Things That We Regret Essay Example
Passage: “Looking out toward the river, he knew for a fact that he had made a mistake setting up here. The order had come from higher truth, but still he should’ve exercised some field discretion. He should’ve moved to higher ground for the night, should’ve radioed in false coordinates. There was nothing he could do now, but still it was a mistake and a hideous waste. He felt sick about it. Standing in the deep waters of the field, First Lieutenant Jimmy Cross began composing a letter in his head to the kid’s father, not mentioning the shit field, just saying what a fine soldier Kiowa had been, what a fine human being, and how he was the kind of son that any father could be proud of forever” (157).
During the chapter ”In the Field,” Kiowa sinks into the mud and dies, which prompts Lieutenant Jimmy Cross to feel severe guilt. As a lieutenant, Cross is responsible for keeping his soldiers safe and in check, so when he is unable to do so, it weighs heavily on him. O’ Brien’s choice of using the word “waste” feels particularly significant considering Kiowa died in a pile of waste, and now Jimmy Cross feels as though it was all a waste; Kiowa’s life was stolen prematurely and Cross was not able to prevent it. The repetition of the phrase “should’ve” indicates to readers that Cross believes that had he made different choices, Kiowa might still be alive (157). There is no way Cross could have shaped the event differently, but Cross endlessly tortures himself with thoughts about what he could have done. Ultimately, a consistent theme that drives many of the stories in the novel is death and the impact on the soldier’s emotional state. For instance, twenty years after the war O’ Brien continues to write war stories to cope with the fact that he murdered a man.
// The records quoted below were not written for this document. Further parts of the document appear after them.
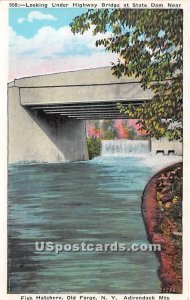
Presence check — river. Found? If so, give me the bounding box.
[8,140,181,294]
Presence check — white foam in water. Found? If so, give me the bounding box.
[101,140,150,156]
[98,140,182,172]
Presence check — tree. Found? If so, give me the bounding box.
[70,9,183,140]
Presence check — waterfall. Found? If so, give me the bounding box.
[101,140,150,156]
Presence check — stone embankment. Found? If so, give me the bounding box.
[142,163,183,293]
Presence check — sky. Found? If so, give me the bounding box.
[9,8,117,80]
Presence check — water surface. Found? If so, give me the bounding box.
[8,155,179,294]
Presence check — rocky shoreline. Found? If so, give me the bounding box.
[142,163,182,294]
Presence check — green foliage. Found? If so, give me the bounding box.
[87,137,101,159]
[71,9,183,140]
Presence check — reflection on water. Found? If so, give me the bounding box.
[8,155,182,293]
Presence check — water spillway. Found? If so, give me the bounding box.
[101,139,150,156]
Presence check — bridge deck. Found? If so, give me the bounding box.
[9,67,153,119]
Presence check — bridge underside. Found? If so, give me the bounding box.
[8,67,155,163]
[27,101,143,120]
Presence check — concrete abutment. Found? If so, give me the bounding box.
[8,86,88,163]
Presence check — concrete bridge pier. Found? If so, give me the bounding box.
[8,86,88,163]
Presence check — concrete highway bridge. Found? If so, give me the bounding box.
[8,67,181,163]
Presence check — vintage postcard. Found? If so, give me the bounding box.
[0,0,189,300]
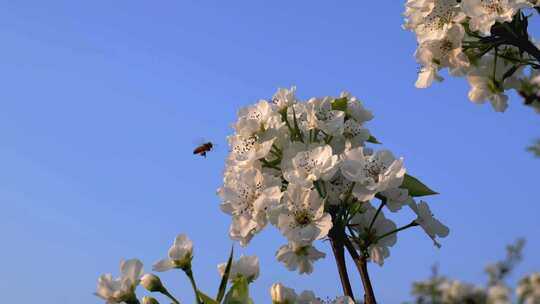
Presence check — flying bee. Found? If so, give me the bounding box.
[193,142,214,157]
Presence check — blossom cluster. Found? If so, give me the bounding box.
[95,234,355,304]
[218,88,448,273]
[413,273,540,304]
[403,0,540,112]
[413,239,540,304]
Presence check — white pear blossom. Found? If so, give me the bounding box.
[440,280,486,304]
[96,259,143,304]
[343,119,370,148]
[140,273,164,292]
[306,97,345,136]
[350,203,397,266]
[341,147,405,201]
[487,284,512,304]
[403,0,465,43]
[141,296,159,304]
[461,0,526,36]
[416,24,469,88]
[228,135,274,165]
[332,296,355,304]
[296,290,322,304]
[278,184,332,242]
[276,242,326,274]
[410,201,450,247]
[152,234,193,272]
[283,145,339,187]
[218,255,259,282]
[516,272,540,304]
[325,171,353,205]
[234,100,282,137]
[272,87,297,111]
[270,283,298,304]
[218,167,282,246]
[339,92,373,125]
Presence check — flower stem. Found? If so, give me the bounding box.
[344,238,377,304]
[183,265,202,304]
[368,198,386,231]
[161,289,180,304]
[329,233,354,300]
[373,221,418,244]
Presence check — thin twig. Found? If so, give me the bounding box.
[344,238,377,304]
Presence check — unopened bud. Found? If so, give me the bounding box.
[141,273,165,292]
[142,297,159,304]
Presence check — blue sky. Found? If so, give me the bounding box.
[0,0,540,304]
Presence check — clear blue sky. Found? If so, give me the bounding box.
[0,0,540,304]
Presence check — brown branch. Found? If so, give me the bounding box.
[328,229,354,300]
[344,238,377,304]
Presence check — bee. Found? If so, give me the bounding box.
[193,142,214,157]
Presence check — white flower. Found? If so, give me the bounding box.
[276,242,326,274]
[332,296,355,304]
[440,280,486,303]
[339,92,373,125]
[278,184,332,243]
[487,284,512,304]
[325,171,352,205]
[461,0,525,36]
[404,0,465,43]
[341,147,405,201]
[272,87,296,111]
[96,259,143,304]
[416,24,469,88]
[152,234,193,272]
[227,135,274,165]
[306,97,345,136]
[140,273,164,292]
[409,201,450,247]
[218,167,282,246]
[350,203,397,266]
[218,255,259,282]
[343,119,370,148]
[234,100,282,137]
[141,296,159,304]
[283,145,339,187]
[516,272,540,304]
[296,290,322,304]
[270,283,298,304]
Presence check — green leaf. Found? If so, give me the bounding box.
[332,97,347,112]
[216,246,234,303]
[223,277,253,304]
[367,135,382,145]
[198,290,219,304]
[400,174,439,196]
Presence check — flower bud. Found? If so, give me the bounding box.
[140,273,165,292]
[142,297,159,304]
[270,283,298,304]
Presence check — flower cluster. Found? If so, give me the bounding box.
[413,273,540,304]
[404,0,540,112]
[96,234,355,304]
[218,88,448,273]
[413,239,540,304]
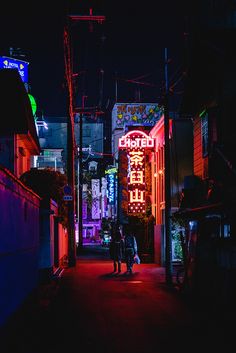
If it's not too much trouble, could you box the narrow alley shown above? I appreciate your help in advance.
[1,245,235,353]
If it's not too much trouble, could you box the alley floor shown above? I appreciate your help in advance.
[0,245,236,353]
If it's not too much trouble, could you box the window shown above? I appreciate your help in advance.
[201,113,209,157]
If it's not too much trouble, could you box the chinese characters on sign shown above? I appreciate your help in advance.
[119,130,154,214]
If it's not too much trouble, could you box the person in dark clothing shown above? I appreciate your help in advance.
[124,233,138,274]
[110,225,124,273]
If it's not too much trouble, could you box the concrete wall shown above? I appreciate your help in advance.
[0,167,40,325]
[39,199,57,281]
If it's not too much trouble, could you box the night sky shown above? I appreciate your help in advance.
[0,0,188,116]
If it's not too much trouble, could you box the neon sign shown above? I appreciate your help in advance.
[119,130,154,214]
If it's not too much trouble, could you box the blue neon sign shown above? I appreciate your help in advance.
[0,56,29,83]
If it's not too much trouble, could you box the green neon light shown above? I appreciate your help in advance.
[28,94,37,116]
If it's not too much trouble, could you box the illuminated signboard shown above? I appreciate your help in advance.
[105,168,117,205]
[119,130,154,214]
[91,179,100,219]
[112,103,164,129]
[0,56,29,83]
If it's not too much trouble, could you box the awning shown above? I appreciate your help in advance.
[173,202,224,220]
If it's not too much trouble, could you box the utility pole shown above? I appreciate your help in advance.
[64,26,76,267]
[164,48,172,286]
[78,96,87,249]
[68,9,105,248]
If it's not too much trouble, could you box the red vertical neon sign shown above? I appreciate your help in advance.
[119,130,154,214]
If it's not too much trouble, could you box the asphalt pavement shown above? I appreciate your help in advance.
[0,244,236,353]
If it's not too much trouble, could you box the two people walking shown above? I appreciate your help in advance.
[110,224,138,274]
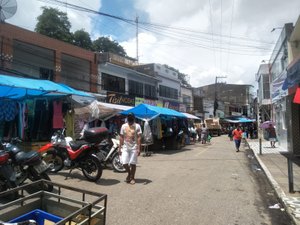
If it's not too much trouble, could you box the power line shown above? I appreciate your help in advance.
[38,0,274,51]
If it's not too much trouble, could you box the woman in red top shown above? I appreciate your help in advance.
[232,126,243,152]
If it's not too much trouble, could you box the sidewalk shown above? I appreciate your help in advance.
[247,139,300,225]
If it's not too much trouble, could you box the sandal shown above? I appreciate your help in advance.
[130,179,135,184]
[125,176,131,183]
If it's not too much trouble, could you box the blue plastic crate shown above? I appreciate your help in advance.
[9,209,63,225]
Like Jimmy, O’Brien was heavily influenced by death’s in the war, which has caused them both distress and mental angst.
Even though my situation is dramatically different than these men, I can relate to the way they tend to overthink certain circumstances. Recently, in my life, for example, school has caused me an overwhelming amount of stress. In ninth grade, if I didn’t receive an A in a class, I would lose my mind. If I didn’t get a good grade on a test, I consistently asked myself, “What could I have done better?” or, “Did I do poorly because I was out with my friends the night before?” Every little thing kept building up in my mind to the degree that school eventually consumed me; it became the driving factor of every moment in my daily life. Jimmy Cross was immensely traumatized by Kiowa’s death, which caused him to start “composing” letters in his mind to Kiowa’s father in an effort to make sense of the tragedy (157). Like Jimmy Cross, when I didn't receive the grade I hoped for, I would start “composing” emails to my teacher in my mind as well (157). It might sound dramatic, but the thing is, it’s true. Even when I was writing this, I was overthinking the assignment. It may take years for me to finally understand, but for now, these are the things I carry with me.